The world mourned Captain Scorpion, the hero of the hour. Her legacy remains conflicted, with many trying to paint her as less radical than she often was. But it was impossible to deny her influence, especially as her teammates and others exposed not just some of the conspirators who had enabled Windchill’s final scheme, but the systems that let them do so unchecked.
The Battalion mourned their friend, the first founding member to die. She remains a highwater mark for heroism, and a reminder that it goes beyond merely saving today, but rather thinking about how to improve tomorrow.
Students in Chicago mourned the loss of Ms. Church, assumed to be one of many to have died in the collateral damage from the storms. Her students would go on to be leaders and thinkers, but also merely better men, women, and people from the care and education she gave them.
And Ray mourned Luna, the love of his life. He never remarried, instead moving on with his life with quiet and solemn dignity. He became a principal and superintendent, guiding the school district of their hometown with an able hand until retirement, after which he remained a volunteer tutor and community organizer. A photo of him and his wife, degrees in one hand, marriage certificates in the other, sat atop his desk at school every day.
–
Possible Plot Seeds & Campaign Uses
- Politically outspoken heroes during Captain Scorpion’s lifetime could easily be approached to join protests or demonstrations. This may make them a target of her own enemies like Ironsight or the Sculptor. It would also mean that the police and other authorities may take a dim view of the PCs rocking the boat. Are they willing to take a stand despite not quite having the power and profile of Captain Scorpion to protect them? (Of course they are, they’re heroes!) She may ask PCs to help protect a march, knowing that if someone plans violence against protestors that they’d likely aim to distract her and lure her elsewhere.
- A game of teen superheroes could easily have Ms. Luna Church or Mr. Ray Church as their mentor:
**Captain Scorpion would be reluctant to see young people, even powered ones, endanger themselves as heroes – until one of the PCs gives a good speech about doing their part regardless of age. She’d be a firm but fair mentor, and since she can’t be everywhere she could be used by a GM to rescue PCs in over their heads without always stealing their fire - her responsibilities with the Battalion or her visits to Ray in Texas could mean that she is unable to arrive until dramatically convenient.
**Ray as a mentor could occur after Captain Scorpion gives her life.
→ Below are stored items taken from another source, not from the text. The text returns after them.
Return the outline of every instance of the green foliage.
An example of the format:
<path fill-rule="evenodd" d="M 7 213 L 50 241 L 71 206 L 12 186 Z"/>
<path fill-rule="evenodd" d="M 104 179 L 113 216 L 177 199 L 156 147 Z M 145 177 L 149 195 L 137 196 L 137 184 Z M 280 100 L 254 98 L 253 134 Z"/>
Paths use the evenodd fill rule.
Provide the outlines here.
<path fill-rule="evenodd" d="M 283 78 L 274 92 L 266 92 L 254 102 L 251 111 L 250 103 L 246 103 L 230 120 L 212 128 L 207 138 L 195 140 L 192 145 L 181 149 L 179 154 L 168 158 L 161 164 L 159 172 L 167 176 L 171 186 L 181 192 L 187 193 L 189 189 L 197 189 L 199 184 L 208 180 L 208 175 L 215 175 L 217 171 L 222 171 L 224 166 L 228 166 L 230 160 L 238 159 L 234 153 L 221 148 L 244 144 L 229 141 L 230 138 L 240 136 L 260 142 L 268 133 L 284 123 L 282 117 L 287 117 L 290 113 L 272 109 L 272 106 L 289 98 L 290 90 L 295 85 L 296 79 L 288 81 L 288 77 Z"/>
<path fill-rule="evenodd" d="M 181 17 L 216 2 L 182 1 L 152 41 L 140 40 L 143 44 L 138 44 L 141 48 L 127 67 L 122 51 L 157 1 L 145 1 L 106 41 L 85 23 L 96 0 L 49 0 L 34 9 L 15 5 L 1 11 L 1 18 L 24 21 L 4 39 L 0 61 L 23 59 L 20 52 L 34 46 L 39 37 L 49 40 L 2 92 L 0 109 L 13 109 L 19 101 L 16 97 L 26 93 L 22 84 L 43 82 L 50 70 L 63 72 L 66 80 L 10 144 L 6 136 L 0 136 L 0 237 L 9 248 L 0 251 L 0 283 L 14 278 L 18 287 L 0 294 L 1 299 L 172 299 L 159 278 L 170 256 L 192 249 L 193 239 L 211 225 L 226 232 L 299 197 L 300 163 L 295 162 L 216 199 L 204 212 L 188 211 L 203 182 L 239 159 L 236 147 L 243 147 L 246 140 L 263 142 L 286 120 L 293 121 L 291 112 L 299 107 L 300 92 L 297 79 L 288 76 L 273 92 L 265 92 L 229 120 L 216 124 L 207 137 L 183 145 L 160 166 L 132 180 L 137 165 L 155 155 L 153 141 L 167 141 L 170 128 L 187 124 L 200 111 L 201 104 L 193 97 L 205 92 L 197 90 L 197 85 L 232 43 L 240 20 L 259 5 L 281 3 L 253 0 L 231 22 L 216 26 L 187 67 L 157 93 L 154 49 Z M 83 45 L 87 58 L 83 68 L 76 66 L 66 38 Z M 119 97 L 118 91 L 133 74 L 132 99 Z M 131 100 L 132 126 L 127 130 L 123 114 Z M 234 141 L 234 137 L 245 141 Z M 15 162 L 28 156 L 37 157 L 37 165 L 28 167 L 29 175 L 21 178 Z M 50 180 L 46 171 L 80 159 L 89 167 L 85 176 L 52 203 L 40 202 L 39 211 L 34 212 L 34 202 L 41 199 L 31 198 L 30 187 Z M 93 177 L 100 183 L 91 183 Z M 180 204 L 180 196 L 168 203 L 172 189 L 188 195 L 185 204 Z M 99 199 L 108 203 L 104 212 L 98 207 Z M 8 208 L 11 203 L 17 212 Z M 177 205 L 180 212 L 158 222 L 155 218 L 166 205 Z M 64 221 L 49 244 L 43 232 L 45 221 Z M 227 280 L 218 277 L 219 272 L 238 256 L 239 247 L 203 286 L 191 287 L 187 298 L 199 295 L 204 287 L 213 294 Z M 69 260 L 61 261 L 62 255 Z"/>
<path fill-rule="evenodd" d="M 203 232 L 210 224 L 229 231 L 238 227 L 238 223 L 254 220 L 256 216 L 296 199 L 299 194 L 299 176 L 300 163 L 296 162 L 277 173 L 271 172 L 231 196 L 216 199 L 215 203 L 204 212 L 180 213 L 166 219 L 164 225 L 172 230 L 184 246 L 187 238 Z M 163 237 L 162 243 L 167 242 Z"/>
His small Texas town, unlike Chicago, never had superheroes before so a group of teen heroes there would quickly attract his attention, and he may find the PCs before they realize who he is! He’d emphasize the importance of spending time with loved ones as well as being a hero, and while he couldn’t join in battle, he’s resourceful and still has many of the world’s greatest heroes in his rolodex if need be.
- I’ll eventually explain more about the Zodiac Council and the Zodiac Champions. Earth has only ever had the one, Captain Scorpion, but other worlds had different ones. And in your campaign, a player might be selected as Captain Scorpion instead. Or one of the other Zodiac Champions. While a full list will come later, some examples are Starbull, Zodiac Champion of Taurus, the Sign of Power, and Sentinel Leo, Zodiac Champion of Leo, the Sign of Faith. I’m inventing some symbolism and associations for the Signs, so don’t feel beholden to existing cultural / astrological significance.